The currency that binds the citizen and the institution together is trust. This may have been in bricks and mortar agencies; it’s now moved more and more to online spaces. Digital marketing is the art of narrowing a “trust” gap between consumers and businesses. Can government and the public sector do the same, using similar techniques?

Digital marketing public services during COVID-19

Demand for government services delivered exclusively online ballooned during the COVID-19 pandemic. The Australian Taxation Office, shouldered much of the burden when it came to providing individual and business economic stimulus: JobKeeper, JobSeeker, and the early superannuation release scheme.

That meant an intense and sustained rollout of content to inform and educate an increasingly rattled public. A content strategy such as this is a welcome and positive trend in digital marketing for the government and the public sector.

That means taking control of creativity, strategy, and deployment. Just “having” a social media account is not enough. A marketing manager needs to create a content strategy, and style guide, and take the reins of managing an online community. That means responding to comments good, bad, and indifferent. It also means giving people an opportunity to trust what’s being put out there – a crucial element in the success of any public institution.

Other examples of gaining public trust

People instinctively “know” that there is “someone” to complain to about spam and scams. Once people figured it out, possibly frustrated by clicking around endlessly, were they taken to the Australian Competition and Consumer Commission. However, their canny digital marketing led to the establishment of ScamWatch, which carries all the hallmarks of a slick and targeted digital marketing campaign: a dedicated site, social media awareness campaigns, and content optimised for search engines. It’s not just the place to complain – but be empowered against scams with up-to-date, credible information.

The Australian Securities and Investments Commission also has great success with MoneySmart.gov.au, teaching parents and children about finance and managing money.
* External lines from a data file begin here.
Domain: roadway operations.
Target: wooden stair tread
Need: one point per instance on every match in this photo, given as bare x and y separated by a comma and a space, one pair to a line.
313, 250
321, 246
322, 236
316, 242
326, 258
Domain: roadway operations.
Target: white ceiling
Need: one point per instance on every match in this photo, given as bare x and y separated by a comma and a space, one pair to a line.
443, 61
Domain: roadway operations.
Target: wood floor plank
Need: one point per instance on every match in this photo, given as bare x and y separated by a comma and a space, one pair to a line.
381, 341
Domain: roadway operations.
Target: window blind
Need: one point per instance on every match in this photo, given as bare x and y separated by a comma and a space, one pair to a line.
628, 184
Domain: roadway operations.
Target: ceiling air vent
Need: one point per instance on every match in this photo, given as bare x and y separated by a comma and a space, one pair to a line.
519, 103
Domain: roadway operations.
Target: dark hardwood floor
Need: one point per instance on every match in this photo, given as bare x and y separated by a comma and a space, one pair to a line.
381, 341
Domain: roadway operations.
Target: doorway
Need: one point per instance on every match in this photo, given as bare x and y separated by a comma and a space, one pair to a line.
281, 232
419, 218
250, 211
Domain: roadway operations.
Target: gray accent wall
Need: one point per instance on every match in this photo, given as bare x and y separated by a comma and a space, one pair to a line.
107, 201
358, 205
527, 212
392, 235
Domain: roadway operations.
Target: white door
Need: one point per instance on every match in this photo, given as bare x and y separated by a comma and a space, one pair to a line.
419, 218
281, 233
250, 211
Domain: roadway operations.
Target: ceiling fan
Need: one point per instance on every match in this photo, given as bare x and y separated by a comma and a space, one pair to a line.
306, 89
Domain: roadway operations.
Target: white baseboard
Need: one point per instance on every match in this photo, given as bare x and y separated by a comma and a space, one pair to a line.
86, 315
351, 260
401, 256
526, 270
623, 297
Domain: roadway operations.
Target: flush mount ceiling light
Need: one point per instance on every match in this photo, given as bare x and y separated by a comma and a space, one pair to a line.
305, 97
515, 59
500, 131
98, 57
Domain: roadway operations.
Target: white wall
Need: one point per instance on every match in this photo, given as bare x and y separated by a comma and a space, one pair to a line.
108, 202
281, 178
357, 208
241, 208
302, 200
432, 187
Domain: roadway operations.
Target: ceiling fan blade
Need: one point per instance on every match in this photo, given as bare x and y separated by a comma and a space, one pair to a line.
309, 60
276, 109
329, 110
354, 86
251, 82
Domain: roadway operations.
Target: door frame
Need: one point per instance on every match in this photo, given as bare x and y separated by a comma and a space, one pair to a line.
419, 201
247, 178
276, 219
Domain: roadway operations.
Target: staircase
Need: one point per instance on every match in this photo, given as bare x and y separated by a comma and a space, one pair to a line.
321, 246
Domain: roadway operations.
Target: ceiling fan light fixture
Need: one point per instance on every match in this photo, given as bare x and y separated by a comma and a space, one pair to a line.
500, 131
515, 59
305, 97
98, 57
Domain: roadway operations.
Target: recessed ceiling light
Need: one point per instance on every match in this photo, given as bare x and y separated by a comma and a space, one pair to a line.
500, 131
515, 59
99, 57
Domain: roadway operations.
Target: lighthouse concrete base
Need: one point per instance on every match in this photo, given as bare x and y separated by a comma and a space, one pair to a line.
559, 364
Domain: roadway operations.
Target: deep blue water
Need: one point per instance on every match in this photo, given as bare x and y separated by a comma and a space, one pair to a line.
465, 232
Again, it produces highly authoritative and accessible content, is interactive on social media, makes slick and easy-to-digest videos; and it’s all about engendering that trust in government institutions.  
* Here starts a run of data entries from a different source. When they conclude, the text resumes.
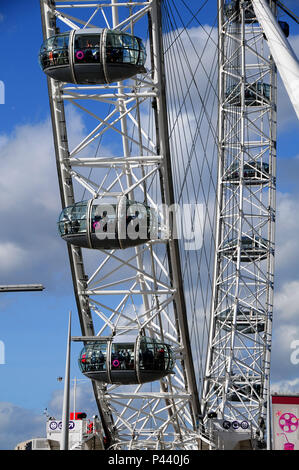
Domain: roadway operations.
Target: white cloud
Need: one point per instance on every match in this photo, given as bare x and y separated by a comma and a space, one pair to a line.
12, 256
18, 424
287, 302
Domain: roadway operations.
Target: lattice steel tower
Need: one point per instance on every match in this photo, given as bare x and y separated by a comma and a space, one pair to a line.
237, 372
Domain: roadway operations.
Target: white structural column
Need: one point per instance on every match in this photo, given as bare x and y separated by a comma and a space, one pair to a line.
281, 50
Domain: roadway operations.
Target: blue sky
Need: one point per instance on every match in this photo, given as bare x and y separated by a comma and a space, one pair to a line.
33, 326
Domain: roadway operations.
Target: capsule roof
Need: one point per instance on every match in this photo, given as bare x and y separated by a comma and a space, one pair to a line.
126, 360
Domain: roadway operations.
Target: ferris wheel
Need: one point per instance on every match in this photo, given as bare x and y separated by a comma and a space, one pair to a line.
175, 314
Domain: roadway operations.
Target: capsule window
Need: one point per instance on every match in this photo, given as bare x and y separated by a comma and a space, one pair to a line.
87, 48
122, 356
124, 48
154, 356
93, 357
54, 51
73, 219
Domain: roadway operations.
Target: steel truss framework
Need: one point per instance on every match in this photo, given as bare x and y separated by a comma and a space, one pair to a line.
237, 372
133, 290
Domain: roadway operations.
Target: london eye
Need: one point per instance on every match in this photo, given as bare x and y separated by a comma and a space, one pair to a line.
168, 209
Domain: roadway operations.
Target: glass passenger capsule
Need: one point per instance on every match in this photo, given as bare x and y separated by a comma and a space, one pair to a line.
126, 360
120, 225
232, 11
94, 56
253, 173
252, 248
256, 94
244, 392
248, 320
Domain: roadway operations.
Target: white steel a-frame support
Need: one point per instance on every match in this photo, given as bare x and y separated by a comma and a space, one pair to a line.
237, 375
284, 57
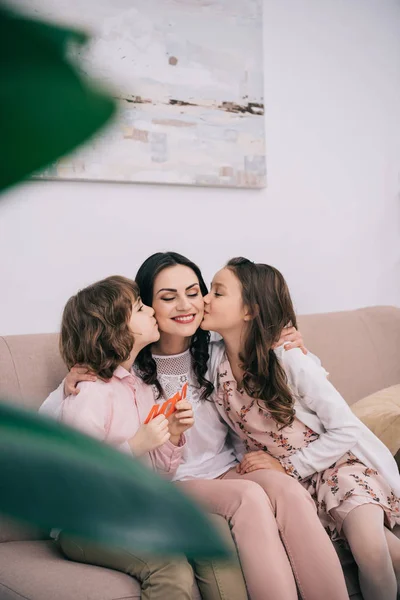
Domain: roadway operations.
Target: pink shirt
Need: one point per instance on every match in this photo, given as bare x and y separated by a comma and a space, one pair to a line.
110, 412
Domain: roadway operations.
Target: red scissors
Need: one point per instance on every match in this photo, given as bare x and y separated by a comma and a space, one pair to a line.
168, 407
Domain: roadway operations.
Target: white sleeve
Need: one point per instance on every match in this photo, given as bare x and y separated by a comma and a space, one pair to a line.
317, 394
238, 445
53, 404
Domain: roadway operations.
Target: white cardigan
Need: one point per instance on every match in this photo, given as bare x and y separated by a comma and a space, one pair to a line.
320, 406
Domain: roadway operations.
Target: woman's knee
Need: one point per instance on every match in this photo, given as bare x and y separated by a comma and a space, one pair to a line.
281, 487
175, 572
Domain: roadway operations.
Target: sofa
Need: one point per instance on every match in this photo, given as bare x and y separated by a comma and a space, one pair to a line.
359, 348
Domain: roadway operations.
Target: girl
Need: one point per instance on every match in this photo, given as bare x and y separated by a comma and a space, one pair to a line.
105, 326
293, 421
265, 528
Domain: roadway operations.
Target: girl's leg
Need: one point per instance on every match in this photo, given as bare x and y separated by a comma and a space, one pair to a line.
244, 504
364, 530
314, 561
393, 543
221, 580
159, 579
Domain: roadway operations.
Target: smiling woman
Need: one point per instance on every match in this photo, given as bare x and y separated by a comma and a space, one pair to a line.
258, 507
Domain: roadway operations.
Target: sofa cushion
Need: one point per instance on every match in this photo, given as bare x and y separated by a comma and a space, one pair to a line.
381, 413
12, 531
38, 571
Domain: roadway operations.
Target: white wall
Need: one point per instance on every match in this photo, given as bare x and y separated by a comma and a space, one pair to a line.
329, 219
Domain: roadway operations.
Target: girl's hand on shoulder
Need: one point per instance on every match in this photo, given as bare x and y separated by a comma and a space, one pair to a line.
77, 374
151, 436
291, 338
180, 420
253, 461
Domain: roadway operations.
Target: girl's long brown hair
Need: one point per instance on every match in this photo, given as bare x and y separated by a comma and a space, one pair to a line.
266, 294
95, 325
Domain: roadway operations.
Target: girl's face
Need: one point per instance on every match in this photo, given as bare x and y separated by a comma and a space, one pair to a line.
223, 307
177, 301
143, 325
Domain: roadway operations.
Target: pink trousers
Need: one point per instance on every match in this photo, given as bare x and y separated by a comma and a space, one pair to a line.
279, 537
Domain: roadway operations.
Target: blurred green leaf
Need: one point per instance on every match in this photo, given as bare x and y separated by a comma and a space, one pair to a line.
54, 477
46, 107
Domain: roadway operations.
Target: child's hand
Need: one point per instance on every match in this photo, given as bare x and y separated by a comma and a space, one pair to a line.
180, 420
253, 461
291, 338
151, 436
76, 374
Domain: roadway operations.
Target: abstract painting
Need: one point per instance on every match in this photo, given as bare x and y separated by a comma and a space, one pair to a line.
188, 75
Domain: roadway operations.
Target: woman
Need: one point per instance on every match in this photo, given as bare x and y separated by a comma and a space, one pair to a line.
266, 528
293, 421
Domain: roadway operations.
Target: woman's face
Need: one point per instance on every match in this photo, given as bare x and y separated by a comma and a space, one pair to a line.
177, 301
143, 325
223, 307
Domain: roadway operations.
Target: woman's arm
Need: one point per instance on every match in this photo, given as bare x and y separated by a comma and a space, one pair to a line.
317, 394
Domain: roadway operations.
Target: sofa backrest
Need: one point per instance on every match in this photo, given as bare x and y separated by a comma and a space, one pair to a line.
359, 348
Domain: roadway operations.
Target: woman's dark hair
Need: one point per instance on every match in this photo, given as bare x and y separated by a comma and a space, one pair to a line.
199, 344
95, 325
266, 294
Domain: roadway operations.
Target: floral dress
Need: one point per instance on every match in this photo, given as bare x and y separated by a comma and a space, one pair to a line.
337, 490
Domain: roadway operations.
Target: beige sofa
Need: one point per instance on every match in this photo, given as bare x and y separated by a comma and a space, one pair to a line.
360, 349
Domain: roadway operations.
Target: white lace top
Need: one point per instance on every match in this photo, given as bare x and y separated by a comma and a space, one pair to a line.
208, 451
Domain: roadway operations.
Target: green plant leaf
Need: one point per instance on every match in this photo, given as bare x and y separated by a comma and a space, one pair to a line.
55, 477
46, 107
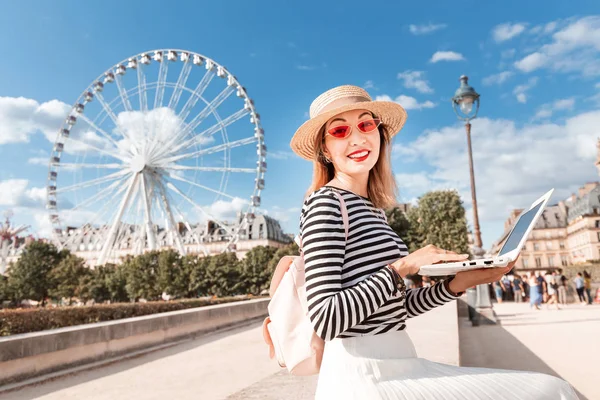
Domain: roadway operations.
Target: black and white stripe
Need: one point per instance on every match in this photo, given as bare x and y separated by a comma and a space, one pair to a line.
349, 290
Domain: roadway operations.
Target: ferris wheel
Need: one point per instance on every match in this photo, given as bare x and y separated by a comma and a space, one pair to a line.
165, 149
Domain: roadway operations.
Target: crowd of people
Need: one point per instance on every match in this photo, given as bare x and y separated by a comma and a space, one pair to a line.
551, 288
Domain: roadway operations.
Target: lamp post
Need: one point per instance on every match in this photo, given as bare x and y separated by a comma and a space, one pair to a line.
466, 105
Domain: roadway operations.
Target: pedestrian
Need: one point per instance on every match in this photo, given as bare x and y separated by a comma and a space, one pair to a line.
356, 297
587, 285
579, 287
552, 292
498, 291
518, 290
535, 294
562, 287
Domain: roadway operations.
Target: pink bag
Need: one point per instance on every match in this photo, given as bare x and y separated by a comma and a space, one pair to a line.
288, 330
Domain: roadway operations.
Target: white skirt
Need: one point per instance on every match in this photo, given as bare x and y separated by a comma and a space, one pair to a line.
386, 367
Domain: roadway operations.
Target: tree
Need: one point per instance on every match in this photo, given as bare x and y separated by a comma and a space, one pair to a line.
142, 274
439, 219
68, 278
30, 276
173, 275
223, 275
399, 223
255, 276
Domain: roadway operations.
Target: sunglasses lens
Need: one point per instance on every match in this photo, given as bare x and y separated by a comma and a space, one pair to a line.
339, 131
368, 125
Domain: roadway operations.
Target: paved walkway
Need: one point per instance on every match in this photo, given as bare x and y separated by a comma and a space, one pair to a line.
561, 343
233, 365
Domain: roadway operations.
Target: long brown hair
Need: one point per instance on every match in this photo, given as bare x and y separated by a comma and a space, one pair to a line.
381, 188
The perfect element in digital presence

Thanks to the content strategy of these government sites, citizen stakeholders perceive the value of these institutions as high and trustworthy. The Edelman Trust Barometer, an annual online survey conducted in 28 countries with over 33,000 respondents showed that business was the only trusted institution left in the world – and said 2021 was the year we were “Declaring Information Bankruptcy.”

Information bankruptcy is difficult to recover from, but digital marketing with reliable information is key to building up public “credit.” Trustworthy content is the crucial element in digital marketing today, says Satwik Chavda, co-founder, and director of digital marketing firm Conquerr.

“Trust in government jumped seventeen points during the pandemic according to the Institute of Public Administration Australia. This is even in the face that governments lost trust globally. This trust rests on government organisations providing trustworthy, unbiased content that helps citizens in distress. The ATO is proof positive that reliable content improves trust.”

“Digital marketing isn’t just about the hard sell. It’s about producing good content. It’s about providing real answers to pressing questions. It’s about empathizing with your stakeholders and giving them reliability. 

“Trust is a valuable commodity; use it wisely.”